Re:search (12/?)
PhD - I year (part 5)
I've found an answer to the previous question with a three step procedure:-
1) RMSTE definition
I've defined a scalar metric, which I've called RMSTE (Root Mean Square Tracking Error), in order to quantify the distance between two tracks. -
2) RMSTE probability density
Due to the measurement noise, the RMSTE is a random variable. Hence, I've searched (and I found!) the theoretical distribution behind the static RMSTE, i.e. the PDF (Prodability Density Function) of the RMSTE between the track generated by the static scheme and the real track. -
3) RMSTE criteria
Given the PDF of the static RMSTE, one can compute any of its statistic, e.g. the expectation. In this term, I've stipulated thatA Kalman filter is well designed iff \(\underbrace{\mathbb{E}\left[\textsf{dynamic RMSTE}\right]}_{\approx \textsf{w/ Monte Carlo}}\ll \underbrace{\mathbb{E}\left[\textsf{static RMSTE}\right]}_{=\sqrt{2}\, \sigma_v}\)

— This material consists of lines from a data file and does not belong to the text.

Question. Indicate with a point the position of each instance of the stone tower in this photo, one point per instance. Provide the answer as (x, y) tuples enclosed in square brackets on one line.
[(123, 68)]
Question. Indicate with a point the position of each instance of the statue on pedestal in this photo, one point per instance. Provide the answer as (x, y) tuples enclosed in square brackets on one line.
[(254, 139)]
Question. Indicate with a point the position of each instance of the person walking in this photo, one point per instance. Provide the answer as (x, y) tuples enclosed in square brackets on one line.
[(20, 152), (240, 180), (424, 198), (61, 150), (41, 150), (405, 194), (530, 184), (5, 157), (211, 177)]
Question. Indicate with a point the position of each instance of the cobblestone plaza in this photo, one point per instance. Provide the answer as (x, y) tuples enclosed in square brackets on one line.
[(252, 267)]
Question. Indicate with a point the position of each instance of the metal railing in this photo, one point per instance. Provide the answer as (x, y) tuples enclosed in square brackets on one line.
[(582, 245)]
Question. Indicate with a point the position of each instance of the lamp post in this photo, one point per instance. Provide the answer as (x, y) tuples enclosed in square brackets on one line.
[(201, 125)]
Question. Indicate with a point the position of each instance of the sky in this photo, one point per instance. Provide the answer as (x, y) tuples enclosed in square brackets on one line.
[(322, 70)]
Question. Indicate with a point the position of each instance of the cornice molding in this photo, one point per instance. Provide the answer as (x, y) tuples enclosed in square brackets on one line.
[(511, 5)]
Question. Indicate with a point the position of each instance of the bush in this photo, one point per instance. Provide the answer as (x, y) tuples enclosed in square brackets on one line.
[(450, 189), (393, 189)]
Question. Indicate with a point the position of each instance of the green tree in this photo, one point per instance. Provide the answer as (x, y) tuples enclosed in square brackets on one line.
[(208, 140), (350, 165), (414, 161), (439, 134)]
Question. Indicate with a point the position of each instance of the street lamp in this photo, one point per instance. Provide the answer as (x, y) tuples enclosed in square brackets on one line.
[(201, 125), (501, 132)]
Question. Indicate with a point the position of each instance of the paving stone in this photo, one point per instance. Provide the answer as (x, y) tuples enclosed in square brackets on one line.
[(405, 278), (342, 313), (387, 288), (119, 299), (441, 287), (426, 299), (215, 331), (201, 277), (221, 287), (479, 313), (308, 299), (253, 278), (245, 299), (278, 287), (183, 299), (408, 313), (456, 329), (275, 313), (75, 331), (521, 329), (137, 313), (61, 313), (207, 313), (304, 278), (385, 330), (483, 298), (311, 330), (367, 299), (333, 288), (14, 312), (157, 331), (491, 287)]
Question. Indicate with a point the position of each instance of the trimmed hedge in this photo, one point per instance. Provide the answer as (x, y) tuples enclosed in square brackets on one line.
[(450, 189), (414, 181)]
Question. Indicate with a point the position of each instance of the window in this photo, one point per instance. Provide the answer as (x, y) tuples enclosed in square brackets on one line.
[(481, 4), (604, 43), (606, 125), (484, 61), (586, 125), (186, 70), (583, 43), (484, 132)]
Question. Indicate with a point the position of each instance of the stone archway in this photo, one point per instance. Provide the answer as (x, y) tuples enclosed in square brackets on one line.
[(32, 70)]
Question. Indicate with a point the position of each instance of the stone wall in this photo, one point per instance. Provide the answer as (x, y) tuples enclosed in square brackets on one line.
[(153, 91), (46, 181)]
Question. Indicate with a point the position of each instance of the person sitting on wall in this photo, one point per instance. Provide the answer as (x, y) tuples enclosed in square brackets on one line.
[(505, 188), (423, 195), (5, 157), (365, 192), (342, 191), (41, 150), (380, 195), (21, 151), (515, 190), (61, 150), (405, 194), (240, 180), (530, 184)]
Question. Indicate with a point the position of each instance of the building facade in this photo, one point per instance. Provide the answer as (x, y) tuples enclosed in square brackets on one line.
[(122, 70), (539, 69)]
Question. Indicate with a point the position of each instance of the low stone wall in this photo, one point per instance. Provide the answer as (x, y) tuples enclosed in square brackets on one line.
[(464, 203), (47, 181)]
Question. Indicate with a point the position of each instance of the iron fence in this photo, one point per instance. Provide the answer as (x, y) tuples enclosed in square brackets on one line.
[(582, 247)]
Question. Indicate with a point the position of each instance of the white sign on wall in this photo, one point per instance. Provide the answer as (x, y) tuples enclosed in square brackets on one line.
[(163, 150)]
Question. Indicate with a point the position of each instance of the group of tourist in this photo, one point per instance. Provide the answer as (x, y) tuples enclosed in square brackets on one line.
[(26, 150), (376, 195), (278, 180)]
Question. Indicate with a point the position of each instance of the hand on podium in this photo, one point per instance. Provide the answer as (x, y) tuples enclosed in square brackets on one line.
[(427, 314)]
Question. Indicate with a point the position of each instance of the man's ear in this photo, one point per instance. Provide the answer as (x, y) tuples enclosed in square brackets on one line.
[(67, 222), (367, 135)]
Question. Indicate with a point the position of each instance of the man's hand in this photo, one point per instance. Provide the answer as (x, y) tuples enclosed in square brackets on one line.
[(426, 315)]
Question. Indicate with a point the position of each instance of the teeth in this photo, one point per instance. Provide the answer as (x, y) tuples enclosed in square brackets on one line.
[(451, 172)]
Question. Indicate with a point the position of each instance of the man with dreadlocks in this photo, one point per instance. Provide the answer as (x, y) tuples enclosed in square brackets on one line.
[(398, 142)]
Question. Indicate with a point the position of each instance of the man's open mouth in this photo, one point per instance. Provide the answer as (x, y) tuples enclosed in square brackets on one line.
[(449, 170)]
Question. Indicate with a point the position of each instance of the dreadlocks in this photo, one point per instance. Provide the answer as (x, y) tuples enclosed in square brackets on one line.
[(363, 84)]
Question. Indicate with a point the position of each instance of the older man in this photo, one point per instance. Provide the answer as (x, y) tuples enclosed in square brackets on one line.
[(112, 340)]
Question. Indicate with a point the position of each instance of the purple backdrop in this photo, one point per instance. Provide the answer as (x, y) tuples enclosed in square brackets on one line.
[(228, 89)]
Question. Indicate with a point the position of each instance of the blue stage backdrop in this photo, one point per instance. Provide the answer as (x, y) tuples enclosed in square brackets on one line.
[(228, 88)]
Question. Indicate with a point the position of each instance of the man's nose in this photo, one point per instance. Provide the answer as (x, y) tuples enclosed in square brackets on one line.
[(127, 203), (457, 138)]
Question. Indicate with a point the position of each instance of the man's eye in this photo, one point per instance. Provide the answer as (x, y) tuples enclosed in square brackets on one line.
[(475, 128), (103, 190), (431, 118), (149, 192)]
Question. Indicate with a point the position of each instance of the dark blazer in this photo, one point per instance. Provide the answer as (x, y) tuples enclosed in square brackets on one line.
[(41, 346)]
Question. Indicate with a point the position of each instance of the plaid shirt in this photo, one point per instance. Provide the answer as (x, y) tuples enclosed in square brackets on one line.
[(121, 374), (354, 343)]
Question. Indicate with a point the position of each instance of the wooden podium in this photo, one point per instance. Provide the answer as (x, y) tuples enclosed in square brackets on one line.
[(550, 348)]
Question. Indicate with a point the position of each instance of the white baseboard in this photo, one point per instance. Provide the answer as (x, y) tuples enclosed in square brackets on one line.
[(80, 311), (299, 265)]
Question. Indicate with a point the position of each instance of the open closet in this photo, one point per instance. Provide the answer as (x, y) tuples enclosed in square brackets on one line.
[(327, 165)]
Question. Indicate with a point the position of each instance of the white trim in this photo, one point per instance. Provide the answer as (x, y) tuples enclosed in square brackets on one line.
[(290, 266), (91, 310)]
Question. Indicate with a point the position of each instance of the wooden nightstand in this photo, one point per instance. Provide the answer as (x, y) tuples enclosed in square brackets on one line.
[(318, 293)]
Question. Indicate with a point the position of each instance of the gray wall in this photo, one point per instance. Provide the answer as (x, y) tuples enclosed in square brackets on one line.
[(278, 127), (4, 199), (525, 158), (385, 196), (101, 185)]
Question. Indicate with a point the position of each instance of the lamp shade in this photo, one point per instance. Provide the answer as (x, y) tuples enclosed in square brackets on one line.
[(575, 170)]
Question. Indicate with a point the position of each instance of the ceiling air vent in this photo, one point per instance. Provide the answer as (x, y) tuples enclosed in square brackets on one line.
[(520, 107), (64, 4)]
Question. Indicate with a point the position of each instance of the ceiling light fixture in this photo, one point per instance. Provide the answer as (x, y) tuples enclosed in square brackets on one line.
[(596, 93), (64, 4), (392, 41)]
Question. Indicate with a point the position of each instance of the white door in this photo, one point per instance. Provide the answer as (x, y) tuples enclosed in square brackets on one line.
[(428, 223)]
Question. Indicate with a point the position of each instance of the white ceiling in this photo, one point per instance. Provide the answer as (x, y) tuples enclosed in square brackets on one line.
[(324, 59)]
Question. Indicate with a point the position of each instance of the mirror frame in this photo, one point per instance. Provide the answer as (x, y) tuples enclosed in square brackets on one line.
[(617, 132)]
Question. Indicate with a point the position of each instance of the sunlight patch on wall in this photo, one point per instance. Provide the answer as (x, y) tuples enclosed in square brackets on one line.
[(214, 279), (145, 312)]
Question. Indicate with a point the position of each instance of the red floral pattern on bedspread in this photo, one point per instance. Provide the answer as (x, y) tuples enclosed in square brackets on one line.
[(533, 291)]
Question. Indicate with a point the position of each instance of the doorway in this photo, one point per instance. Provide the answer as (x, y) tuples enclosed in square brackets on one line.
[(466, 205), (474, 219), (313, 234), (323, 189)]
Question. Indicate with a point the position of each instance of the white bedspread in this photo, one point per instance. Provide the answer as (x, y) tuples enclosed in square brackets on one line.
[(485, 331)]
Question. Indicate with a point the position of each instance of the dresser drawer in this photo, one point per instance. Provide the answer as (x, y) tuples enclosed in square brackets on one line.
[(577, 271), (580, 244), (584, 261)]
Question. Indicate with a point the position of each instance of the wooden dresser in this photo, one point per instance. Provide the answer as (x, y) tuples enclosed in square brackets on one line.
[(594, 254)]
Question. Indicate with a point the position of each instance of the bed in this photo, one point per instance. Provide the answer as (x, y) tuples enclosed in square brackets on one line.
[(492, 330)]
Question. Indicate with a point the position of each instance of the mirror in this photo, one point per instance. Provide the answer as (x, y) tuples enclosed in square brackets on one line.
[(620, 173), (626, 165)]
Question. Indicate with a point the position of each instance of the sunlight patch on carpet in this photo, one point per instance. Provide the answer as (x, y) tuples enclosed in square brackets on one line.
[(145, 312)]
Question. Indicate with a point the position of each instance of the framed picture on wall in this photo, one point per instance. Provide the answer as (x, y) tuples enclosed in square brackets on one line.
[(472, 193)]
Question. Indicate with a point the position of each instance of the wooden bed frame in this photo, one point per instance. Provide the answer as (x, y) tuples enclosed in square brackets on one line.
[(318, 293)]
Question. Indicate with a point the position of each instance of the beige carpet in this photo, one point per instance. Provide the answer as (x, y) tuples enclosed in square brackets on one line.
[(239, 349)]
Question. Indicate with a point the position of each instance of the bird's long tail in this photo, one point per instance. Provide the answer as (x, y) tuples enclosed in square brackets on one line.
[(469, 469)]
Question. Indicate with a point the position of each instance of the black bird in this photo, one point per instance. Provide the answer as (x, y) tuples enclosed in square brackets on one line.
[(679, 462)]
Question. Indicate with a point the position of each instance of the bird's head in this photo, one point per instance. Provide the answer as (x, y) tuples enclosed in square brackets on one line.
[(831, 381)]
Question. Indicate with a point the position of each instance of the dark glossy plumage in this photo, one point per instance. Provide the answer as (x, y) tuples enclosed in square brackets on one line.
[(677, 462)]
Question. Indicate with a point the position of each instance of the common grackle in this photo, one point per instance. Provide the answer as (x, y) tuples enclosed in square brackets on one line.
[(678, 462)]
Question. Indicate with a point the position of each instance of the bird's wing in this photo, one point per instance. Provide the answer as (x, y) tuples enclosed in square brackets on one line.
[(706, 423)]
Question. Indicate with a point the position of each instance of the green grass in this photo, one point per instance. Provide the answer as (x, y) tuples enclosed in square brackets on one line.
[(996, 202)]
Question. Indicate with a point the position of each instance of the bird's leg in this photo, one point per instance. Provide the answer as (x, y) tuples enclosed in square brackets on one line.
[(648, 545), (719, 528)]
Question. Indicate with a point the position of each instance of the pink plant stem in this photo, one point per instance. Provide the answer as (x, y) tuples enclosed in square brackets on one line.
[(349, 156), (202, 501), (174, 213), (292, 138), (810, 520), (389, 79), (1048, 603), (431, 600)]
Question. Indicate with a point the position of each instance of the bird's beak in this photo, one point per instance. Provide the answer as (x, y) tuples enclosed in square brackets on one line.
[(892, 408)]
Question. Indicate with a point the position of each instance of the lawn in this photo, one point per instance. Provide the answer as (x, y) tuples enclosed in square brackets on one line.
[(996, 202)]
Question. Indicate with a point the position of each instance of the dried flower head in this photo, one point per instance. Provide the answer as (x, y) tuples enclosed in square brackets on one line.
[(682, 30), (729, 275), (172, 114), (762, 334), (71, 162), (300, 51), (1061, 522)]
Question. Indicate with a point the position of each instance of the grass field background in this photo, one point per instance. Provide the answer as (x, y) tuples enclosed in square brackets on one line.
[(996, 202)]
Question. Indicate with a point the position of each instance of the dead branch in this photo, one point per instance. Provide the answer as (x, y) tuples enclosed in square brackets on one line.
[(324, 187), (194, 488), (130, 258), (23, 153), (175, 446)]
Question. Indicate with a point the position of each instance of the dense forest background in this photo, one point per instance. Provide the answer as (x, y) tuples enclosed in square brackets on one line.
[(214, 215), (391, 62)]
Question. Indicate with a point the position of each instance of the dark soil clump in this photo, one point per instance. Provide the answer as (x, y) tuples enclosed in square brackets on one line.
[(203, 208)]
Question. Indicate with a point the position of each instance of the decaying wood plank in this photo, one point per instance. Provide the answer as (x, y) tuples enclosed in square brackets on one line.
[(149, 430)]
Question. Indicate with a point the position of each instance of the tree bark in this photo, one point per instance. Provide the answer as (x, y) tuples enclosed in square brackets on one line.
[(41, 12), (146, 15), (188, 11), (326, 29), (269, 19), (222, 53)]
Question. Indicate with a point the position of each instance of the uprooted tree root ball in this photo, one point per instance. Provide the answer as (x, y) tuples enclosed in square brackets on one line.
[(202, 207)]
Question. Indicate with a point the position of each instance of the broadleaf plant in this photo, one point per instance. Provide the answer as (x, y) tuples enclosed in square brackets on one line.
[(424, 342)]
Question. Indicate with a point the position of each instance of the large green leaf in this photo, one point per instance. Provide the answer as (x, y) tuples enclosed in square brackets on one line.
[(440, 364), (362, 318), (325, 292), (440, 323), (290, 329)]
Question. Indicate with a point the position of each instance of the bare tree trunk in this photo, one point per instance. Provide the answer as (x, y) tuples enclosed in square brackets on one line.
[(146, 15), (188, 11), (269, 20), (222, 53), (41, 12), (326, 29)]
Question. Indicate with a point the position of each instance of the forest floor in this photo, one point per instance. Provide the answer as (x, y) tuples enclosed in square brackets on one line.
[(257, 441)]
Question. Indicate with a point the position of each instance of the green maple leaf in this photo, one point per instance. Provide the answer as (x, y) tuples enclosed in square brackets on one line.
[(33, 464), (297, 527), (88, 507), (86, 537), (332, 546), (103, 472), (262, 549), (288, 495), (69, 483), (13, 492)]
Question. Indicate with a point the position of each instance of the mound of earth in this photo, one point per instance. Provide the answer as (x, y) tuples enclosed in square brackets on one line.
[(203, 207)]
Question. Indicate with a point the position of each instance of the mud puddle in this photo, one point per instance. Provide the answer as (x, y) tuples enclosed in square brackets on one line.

where:- \(\textsf{dynamic RMSTE}\) is the RMSTE between the track generated by the dynamic scheme and the real track;
- \(\mathbb{E}\left[\textsf{dynamic RMSTE}\right]\) is the expectation of the dynamic RMSTE. Since its PDF is not available, it must be computed in a Monte Carlo sense;
- \(\sigma_v\) is the standard deviation of the measurement noise.
static vs dynamic tracking
Essentially, the static scheme is a subset of the dynamic scheme where the Kalman filter is bypassed. If the static scheme performs better
than the dynamic scheme then one can say that the Kalman filter is wasting, rather than enhancing, the information contained in the measurements
generated by the sensor. Of course this is a bad situation that the tracker designer must avoid at all cost.